Communications Intercepted

The mission closings across much of the Muslim world were prompted by the intercept of communications between Ayman al-Zawahiri, the chief of al-Qaeda, and the head of the organization’s Yemen branch, Nasir al-Wuhayshi. The State Department has urged Americans to leave Yemen.

Some U.S. intelligence officials and others say the relative ease with which U.S. officials intercepted communications among top al-Qaeda leaders — especially amid a worldwide debate about electronic eavesdropping — may indicate that the calls were designed as a deliberate distraction, a publicity stunt or a test of American surveillance capabilities.

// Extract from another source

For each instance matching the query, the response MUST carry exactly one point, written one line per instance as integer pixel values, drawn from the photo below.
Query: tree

Lawmakers had generally endorsed the closures this week. Senator Saxby Chambliss of Georgia, the senior Republican on the Senate intelligence committee, said the precaution was taken in response to “chatter” among terrorists that was “reminiscent of what we saw pre-9/11.”

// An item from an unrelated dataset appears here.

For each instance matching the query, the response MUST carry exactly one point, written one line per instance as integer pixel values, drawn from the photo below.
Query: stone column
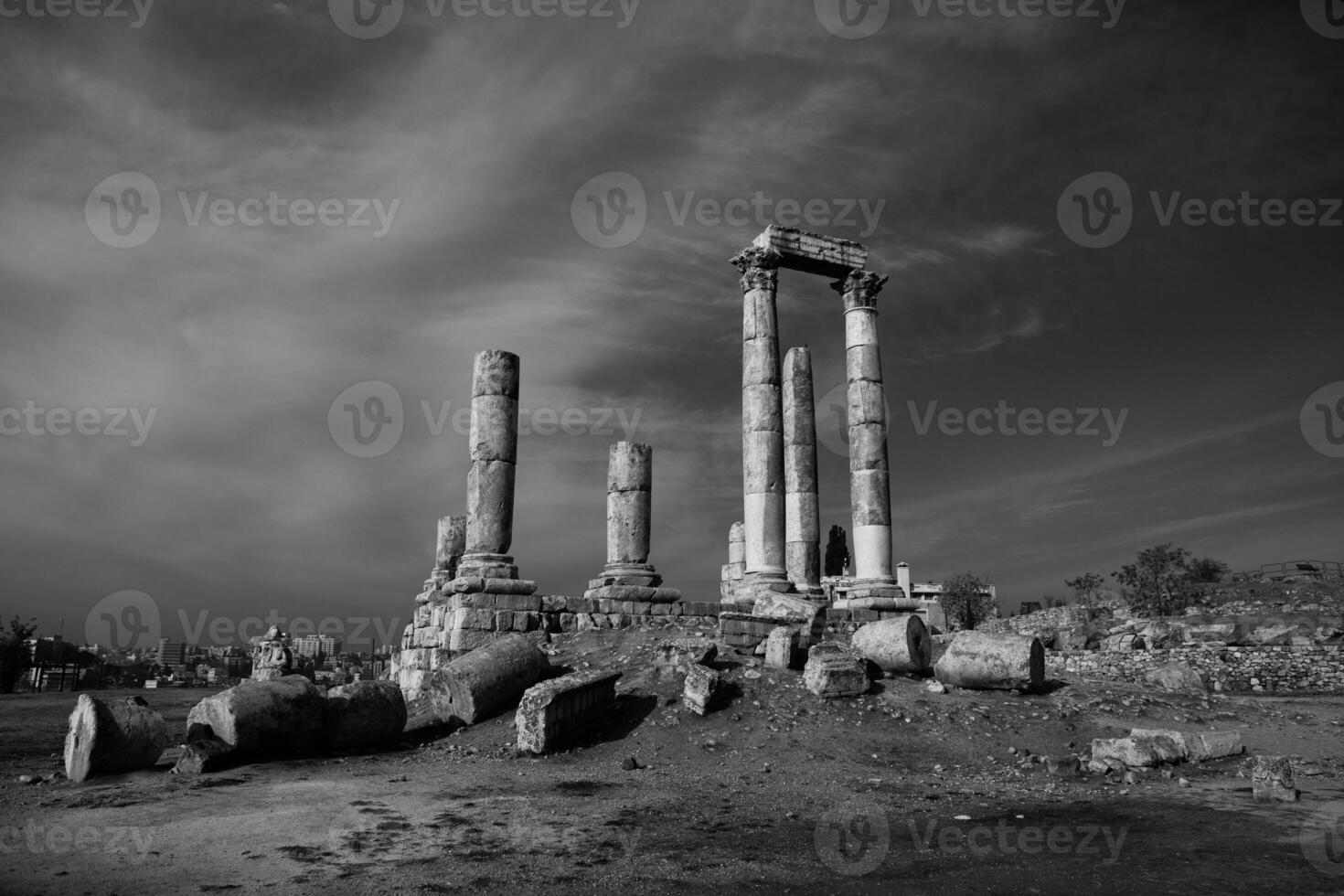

President Barack Obama said regional groups such as al-Qaeda’s Yemen branch pose a threat to American interests, even as the central al-Qaeda organization based in Pakistan has been weakened since the May 2011 death of Osama bin Laden.

‘Truck Bomb’

“We still have these regional organizations, like AQAP, that can pose a threat, that can drive potentially a truck bomb into an embassy wall and kill some people,” Obama said yesterday at a White House news conference.

“It means that we’ve got to continue to be vigilant and go after known terrorists who are potentially carrying out” plots, Obama said.

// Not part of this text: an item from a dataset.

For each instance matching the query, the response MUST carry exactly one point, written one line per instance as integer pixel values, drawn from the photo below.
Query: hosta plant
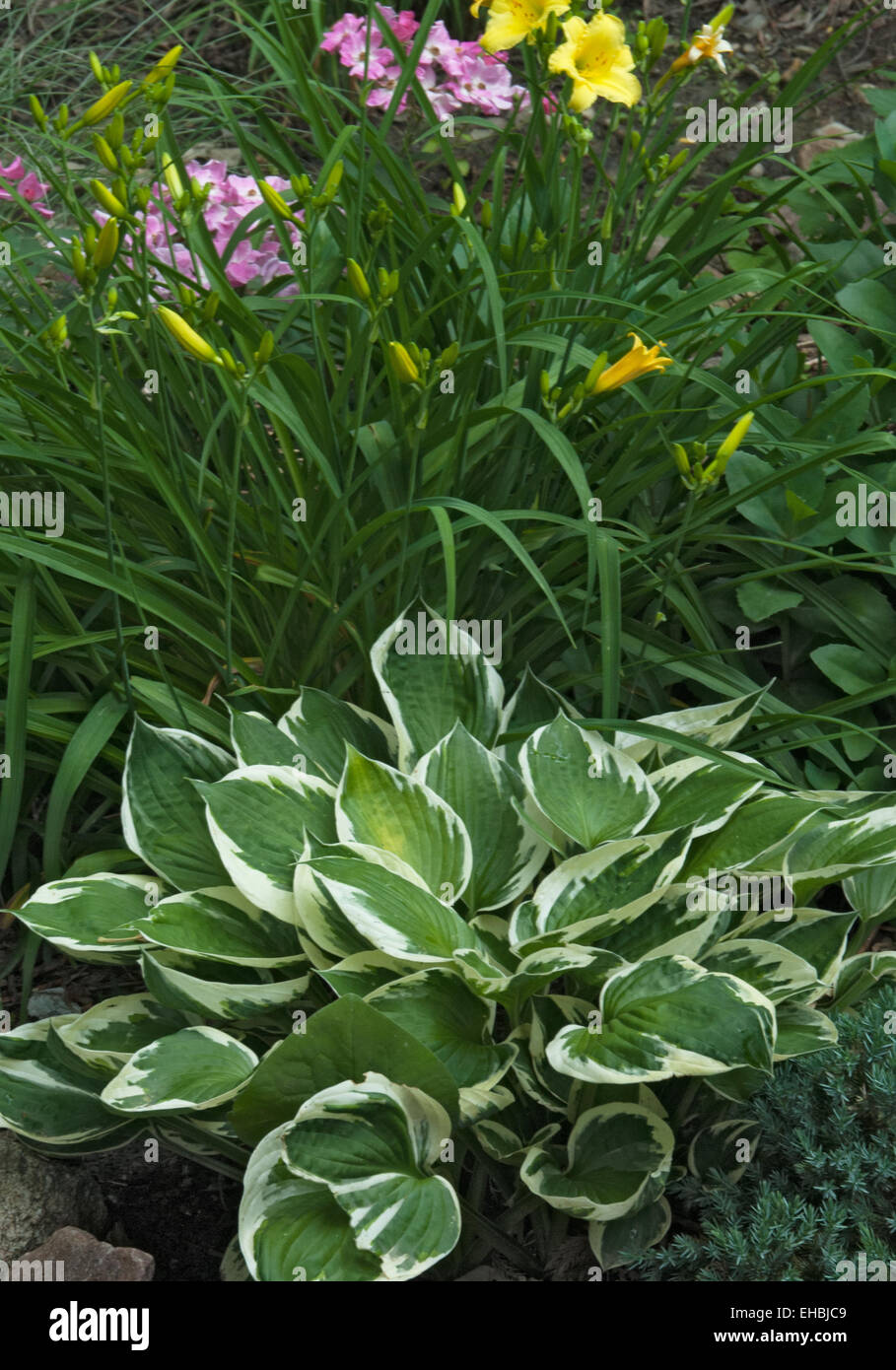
(445, 981)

The threat posed by al-Qaeda in the Arabian Peninsula is attributable largely to its chief bomb-maker, Ibrahim al-Asiri.

U.S. officials have said the Saudi national designed the underwear bomb worn by Umar Farouk Abdulmutallab, who attempted to blow up a Northwest Airlines plane over Detroit on Christmas Day in 2009. Abdulmutallab was arrested after the bomb malfunctioned.

Asiri is also considered responsible for attempting to kill a Saudi deputy minister that year by designing a device that was implanted inside a suicide bomber’s body cavity. The explosion killed the bomber; his Saudi target survived.

Drone Strikes

Yemen’s Supreme Security Committee this week released the names of 25 al-Qaeda militants alleged to be plotting attacks in the country, including Asiri, the Yemeni defense ministry said on its website.

One source of tension with the U.S. in both Yemen and Pakistan is the U.S. use of drones against suspected terrorists.

Obama yesterday again declined to acknowledge the covert strikes, saying, “I’m not going to discuss specific operations that have taken place.”

The 18 embassies and consulates that will reopen after being closed this week are located in Madagascar, United Arab Emirates, Jordan, Burundi, Egypt, Saudi Arabia, Djibouti, Qatar, Sudan, Rwanda, Kuwait, Bahrain, Oman, Mauritius and Libya.